Sementara upaya pemerintahan Orde Baru dalam membersihkan unsur-unsur Komunisme dari kehidupan perpolitikan Indonesia telah menjadikan Pancasila sebagai Asas Tunggal²¹, bahwa semua bentuk organisasi tidak boleh menggunakan asas selain Pancasila dan semua kegiatan pemerintahan Soeharto selalu dikaitkan dengan Pancasila. Mulai dikenal sistem ekonomi Pancasila, pers Pancasila, hubungan industri Pancasila, demokrasi Pancasila, dan sebagainya dalam rangka Trilogi Pembangunan²². Berdasarkan Undang-undang (UU) Nomor 3 Tahun 1975 tentang Partai Politik dan Golongan Karya, wahana politik disederhanakan menjadi Golongan Karya (bukan-parpol) yang berasal dari 97 organisasi fungsional binaan Angkatan Darat (Sekretariat Bersama Golongan Karya)²³ untuk menandingi pengaruh Partai Komunis Indonesia pada masa Demokrasi Terpimpin (1959-1966), dan wahana politik lainnya berupa partai-partai politik yang masing-masing bergabung (fusion) menjadi dua; Partai Persatuan Pembangunan [PPP: Nahdlatul Ulama (NU), Partai Muslimin Indonesia (Parmusi), Persatuan Tarbiyah Islamiyah (Perti), Partai Sarekat Islam Indonesia (PSII)] dan Partai Demokrasi Indonesia [PDI: Partai Nasional Indonesia (PNI), Partai Kristen Indonesia (Parkindo), Partai Katolik, Partai Murba, Partai Ikatan Pendukung Kemerdekaan Indonesia (IPKI)].

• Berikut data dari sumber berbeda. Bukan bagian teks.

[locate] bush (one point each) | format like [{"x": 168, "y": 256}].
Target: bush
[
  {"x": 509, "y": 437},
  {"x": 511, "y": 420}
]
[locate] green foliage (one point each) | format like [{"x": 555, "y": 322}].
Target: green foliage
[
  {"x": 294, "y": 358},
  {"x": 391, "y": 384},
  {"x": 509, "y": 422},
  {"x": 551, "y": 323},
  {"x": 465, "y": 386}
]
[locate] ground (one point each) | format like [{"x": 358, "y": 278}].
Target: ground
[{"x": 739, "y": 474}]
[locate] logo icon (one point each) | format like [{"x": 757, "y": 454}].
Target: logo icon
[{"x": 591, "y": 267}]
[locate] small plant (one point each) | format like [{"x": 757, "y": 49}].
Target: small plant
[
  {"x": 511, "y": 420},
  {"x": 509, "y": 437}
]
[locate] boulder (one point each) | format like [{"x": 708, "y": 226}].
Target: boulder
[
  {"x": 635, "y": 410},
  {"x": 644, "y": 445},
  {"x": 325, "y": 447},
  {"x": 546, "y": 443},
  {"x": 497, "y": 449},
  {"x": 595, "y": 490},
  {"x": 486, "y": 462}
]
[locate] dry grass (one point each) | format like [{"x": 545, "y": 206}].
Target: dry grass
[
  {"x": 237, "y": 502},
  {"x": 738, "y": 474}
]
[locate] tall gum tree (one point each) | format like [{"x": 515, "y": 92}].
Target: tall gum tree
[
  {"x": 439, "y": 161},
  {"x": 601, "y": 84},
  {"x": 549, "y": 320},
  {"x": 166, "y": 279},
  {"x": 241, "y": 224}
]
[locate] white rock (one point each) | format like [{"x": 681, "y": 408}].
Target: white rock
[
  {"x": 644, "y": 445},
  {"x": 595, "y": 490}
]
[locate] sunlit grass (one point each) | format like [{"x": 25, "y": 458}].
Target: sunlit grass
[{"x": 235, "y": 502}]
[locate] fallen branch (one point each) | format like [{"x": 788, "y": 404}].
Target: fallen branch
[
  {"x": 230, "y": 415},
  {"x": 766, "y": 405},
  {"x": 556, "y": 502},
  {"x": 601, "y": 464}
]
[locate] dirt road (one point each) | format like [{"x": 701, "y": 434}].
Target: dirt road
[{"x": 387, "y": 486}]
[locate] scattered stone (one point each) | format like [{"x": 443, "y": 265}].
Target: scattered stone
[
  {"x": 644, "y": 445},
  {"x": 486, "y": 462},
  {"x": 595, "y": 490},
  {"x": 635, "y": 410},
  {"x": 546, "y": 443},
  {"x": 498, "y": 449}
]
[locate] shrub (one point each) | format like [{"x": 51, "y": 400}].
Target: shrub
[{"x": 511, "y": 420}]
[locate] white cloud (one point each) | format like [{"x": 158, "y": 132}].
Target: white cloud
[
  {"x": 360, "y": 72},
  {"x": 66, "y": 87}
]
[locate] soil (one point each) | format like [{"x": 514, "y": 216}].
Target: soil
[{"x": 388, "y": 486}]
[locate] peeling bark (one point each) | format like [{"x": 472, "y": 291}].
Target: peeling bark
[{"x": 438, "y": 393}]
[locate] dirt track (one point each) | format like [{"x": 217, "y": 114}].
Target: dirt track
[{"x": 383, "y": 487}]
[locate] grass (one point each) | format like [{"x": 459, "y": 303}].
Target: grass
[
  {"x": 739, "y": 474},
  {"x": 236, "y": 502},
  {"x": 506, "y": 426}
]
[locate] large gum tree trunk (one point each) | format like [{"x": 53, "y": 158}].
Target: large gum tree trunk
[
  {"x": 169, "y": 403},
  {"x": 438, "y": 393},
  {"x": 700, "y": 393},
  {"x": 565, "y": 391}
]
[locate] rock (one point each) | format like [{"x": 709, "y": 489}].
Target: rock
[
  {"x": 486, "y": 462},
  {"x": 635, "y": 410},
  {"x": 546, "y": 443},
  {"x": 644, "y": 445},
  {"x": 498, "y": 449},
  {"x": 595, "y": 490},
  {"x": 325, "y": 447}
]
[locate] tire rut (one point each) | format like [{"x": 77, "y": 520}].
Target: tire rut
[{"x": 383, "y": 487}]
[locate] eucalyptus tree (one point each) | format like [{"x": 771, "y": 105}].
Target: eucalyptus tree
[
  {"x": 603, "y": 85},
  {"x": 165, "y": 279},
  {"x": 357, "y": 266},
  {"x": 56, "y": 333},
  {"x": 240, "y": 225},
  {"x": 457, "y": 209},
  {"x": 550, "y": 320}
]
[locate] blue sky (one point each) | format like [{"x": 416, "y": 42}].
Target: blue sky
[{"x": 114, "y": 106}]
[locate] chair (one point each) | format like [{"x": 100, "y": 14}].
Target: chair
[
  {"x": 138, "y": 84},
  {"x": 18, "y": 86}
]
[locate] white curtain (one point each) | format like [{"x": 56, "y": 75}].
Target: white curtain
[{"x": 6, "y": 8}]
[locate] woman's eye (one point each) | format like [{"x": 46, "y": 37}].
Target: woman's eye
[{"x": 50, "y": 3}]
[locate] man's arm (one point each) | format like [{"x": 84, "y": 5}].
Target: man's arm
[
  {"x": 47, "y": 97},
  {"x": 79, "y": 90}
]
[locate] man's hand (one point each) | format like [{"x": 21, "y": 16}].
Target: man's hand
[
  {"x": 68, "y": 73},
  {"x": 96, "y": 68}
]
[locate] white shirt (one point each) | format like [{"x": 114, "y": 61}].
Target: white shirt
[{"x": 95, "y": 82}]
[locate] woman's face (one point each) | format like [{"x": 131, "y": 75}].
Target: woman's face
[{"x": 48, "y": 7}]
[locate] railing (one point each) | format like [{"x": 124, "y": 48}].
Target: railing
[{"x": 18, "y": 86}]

Pada zaman yang disebutnya sebagai Demokrasi Pancasila (1966-1998) itu, Golongan Karya (bukan-parpol) menjadi satu-satunya wahana politik yang dimenangkan badan legislatif melalui pemilu dengan Sistem Proporsional Tertutup menggantikan Demokrasi Terpimpin (1959-1966) dan Demokrasi Parlementer (1950-1959) yang keduanya tidak berhasil menjamin stabilitas politik nasional. Meskipun segala usaha yang dilakukan oleh pemerintahan Orde Baru melalui wahana politik Golongan Karya adalah dalam rangka stabilitas dan kemakmuran [simbolisasi pohon beringin (persatuan), padi (pangan), dan kapas (sandang)], namun penyeragaman yang menafikan kebhinekaan dan berbagai peristiwa pelanggaran HAM yang terjadi di dalamnya tidak bisa dilupakan.

Lebih lanjut melalui salah satu program Kabinet Pembangunan III-IV (1978-1983 dan 1983-1988) di bidang pendidikan yaitu program Penataran P4 (Ekaprasetia Pancakarsa: Pedoman Penghayatan dan Pengamalan Pancasila)²⁴ yang diformalisasi dalam Tap MPR Nomor II/MPR/1978, Pancasila lebih menitikberatkan pada pengamalan (praktis) daripada pemikiran (teoritis). Pada akhirnya Pancasila hanya menjadi label (nama) yang dianggap memiliki kesakralan (kesaktian) sehingga tidak boleh diperdebatkan. Di tangan pemerintahan Orde Baru inilah Pancasila mulai diperlakukan secara Ideologis sehingga lebih bercorak politis (komunophobia, islamophobia, sinophobia) daripada bercorak filosofis (kritis). Berbeda dari pemerintahan Orde Lama yang meskipun gagal, namun niatnya dalam mencari titik-temu secara filosofis antara Nasionalisme, Agama, dan Komunisme (Nasakom) dalam rangka kegotongroyongan tak bisa diabaikan.²⁵

Pada perkembangan selanjutnya, para ahli hukum tata negara yang menganut teori Hans Kelsen (Grundnorm)²⁶ dan Hans Nawiasky (Staatsfundamentalnorm)²⁷ memposisikan Pancasila dalam tataran perundang-undangan tertinggi yang tidak dapat diubah secara konstitusional (konkret/tulisan/lafzhi: lima poin pokok dalam Pembukaan UUD 1945 Alinea IV yang tetap). Berdasarkan hal ini maka tidak ada dari para national founders maupun para ahli hukum tata negara yang menempatkan Pancasila dalam kerja Ideologi Ekonomi-Politik selain pemerintahan Orde Baru (Pancasila sebagai Asas Tunggal).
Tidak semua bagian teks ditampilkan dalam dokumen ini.